Report: Google No Threat To Agencies
From IPG to WPP, agency holding companies need not worry about Google getting in their way. In fact, “concern about the threat of disintermediation by the likes of Google is generally unwarranted,” according to a new report from Pivotal Research Group.
“Agencies offer unique services to their clients, namely ‘service’ itself in helping navigate ideas through marketers’ organizations,” according to Brian Wieser, senior research analyst at Pivotal, an independent equity research firm focusing on the media and communications industries. “This competency is not typically developed by media technology companies.”
“What agencies do uniquely well, and what they get paid for, is filtering ideas, socializing those ideas, and shepherding an idea around a client’s company to build buy-in,” Wieser continued. “This is not a competency that Google possesses. It is, however, a competency that the management consultancies -- especially Accenture and IBM -- have developed well. I would argue that over the long term, IT services firms are more likely to extend into marketing services than are media owners.”
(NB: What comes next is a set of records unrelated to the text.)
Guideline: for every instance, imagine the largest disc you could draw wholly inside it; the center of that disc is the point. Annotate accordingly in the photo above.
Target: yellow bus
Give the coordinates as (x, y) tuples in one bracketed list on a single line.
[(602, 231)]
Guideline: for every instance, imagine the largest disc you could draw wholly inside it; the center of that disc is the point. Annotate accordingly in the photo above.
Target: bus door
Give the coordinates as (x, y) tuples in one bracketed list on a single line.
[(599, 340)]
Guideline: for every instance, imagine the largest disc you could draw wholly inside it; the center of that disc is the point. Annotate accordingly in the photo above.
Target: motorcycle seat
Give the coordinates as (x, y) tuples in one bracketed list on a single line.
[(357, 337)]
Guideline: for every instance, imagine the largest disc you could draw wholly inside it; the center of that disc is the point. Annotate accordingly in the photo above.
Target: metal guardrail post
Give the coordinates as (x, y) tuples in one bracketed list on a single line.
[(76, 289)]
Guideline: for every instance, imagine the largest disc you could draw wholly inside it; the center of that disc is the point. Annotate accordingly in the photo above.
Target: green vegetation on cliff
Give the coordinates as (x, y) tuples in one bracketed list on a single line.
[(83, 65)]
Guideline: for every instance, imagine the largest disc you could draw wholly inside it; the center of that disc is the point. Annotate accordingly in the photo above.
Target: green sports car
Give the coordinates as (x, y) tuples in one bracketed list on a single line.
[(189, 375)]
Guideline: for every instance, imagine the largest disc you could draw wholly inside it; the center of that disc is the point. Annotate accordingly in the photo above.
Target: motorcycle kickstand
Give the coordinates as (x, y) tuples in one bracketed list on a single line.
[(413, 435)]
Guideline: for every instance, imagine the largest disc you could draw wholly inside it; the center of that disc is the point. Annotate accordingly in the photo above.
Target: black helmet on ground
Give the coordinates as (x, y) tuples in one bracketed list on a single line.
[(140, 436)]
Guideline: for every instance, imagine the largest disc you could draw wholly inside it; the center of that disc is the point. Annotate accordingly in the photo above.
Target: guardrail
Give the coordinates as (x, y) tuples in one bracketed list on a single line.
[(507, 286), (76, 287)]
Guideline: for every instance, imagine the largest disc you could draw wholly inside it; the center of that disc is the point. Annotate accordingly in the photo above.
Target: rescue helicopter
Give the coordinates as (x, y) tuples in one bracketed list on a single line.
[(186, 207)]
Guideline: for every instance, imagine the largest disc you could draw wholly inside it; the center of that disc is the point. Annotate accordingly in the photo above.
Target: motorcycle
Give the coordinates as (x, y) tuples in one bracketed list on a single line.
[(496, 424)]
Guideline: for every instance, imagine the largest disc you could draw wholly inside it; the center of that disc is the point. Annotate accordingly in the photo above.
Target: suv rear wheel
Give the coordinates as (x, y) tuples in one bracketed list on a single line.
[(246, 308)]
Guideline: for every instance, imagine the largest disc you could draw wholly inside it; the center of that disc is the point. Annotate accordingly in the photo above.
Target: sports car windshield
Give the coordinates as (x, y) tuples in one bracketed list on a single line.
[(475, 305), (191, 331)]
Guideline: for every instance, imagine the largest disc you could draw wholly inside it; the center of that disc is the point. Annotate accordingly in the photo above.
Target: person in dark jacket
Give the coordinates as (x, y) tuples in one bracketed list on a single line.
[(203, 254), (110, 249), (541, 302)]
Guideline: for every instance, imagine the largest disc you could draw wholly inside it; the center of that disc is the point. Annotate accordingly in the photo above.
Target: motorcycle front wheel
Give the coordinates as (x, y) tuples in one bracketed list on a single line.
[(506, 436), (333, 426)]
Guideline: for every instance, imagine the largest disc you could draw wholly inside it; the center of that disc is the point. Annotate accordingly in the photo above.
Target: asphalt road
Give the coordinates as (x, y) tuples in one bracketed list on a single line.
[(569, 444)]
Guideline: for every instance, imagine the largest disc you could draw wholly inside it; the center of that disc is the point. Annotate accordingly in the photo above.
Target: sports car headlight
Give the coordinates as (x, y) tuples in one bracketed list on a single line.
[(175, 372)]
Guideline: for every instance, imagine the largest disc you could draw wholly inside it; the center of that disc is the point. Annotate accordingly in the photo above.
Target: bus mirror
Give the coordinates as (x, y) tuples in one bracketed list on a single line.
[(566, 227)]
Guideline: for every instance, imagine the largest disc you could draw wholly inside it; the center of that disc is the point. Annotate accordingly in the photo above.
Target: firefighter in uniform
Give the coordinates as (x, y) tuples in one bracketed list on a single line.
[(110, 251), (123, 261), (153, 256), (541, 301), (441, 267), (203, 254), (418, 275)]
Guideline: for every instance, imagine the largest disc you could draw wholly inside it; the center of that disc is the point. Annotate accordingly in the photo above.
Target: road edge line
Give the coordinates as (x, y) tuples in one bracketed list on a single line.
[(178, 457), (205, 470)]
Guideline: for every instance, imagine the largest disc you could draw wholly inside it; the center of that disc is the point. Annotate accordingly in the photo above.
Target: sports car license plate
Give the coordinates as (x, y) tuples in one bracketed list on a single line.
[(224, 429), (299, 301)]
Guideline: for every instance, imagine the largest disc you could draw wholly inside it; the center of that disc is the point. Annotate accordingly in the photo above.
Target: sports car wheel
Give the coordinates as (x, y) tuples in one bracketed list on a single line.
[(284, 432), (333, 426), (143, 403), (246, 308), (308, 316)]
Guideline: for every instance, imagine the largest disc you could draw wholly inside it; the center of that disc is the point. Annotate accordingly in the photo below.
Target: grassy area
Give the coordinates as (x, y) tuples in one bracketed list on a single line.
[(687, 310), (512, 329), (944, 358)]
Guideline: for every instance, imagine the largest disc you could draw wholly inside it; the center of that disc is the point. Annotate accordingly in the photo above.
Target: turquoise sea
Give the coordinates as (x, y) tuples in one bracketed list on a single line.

Meanwhile, Wieser also sees that ad agencies are the primary beneficiaries of the rise of digital, as increasing fragmentation of consumer media choices significantly expands the ways in which marketers can allocate budgets.
“This makes an external filter increasingly important, and agencies are uniquely positioned to serve as this role,” said Wieser, who spent eight years as a top Madison Avenue economic forecaster at Interpublic before joining Pivotal.
If there is no threat from Google, why are some agencies investing so heavily in Google-like technology?
“Digital platforms such as those which WPP have invested in are fundamentally different from digital service providers -- such as digital agencies or trading desks -- which generally assemble technologies from third parties for the purposes of executing a campaign,”Wieser explained. “This is at the heart of the perceived risk from Google.
"If Google ends up dominating the advertising technology platform business, then potentially (but not necessarily likely), Google can extract all of the economic benefits of the marketing activity, which uses its platform. WPP has hedged against this risk by owning its own technologies.”
Also working in their favor, holding ad companies are disproportionately exposed to markets outside of the United States, which will most likely lead to higher growth and lower risk, according to Pivotal.
By contrast, among the global media conglomerates, only News Corp. comes close to this level of international focus, with less than half of revenues coming from abroad. Conversely, CBS, Disney, Time Warner, Viacom and Discovery only generate 15% to 33% of their revenues outside of the United States, according to Pivotal.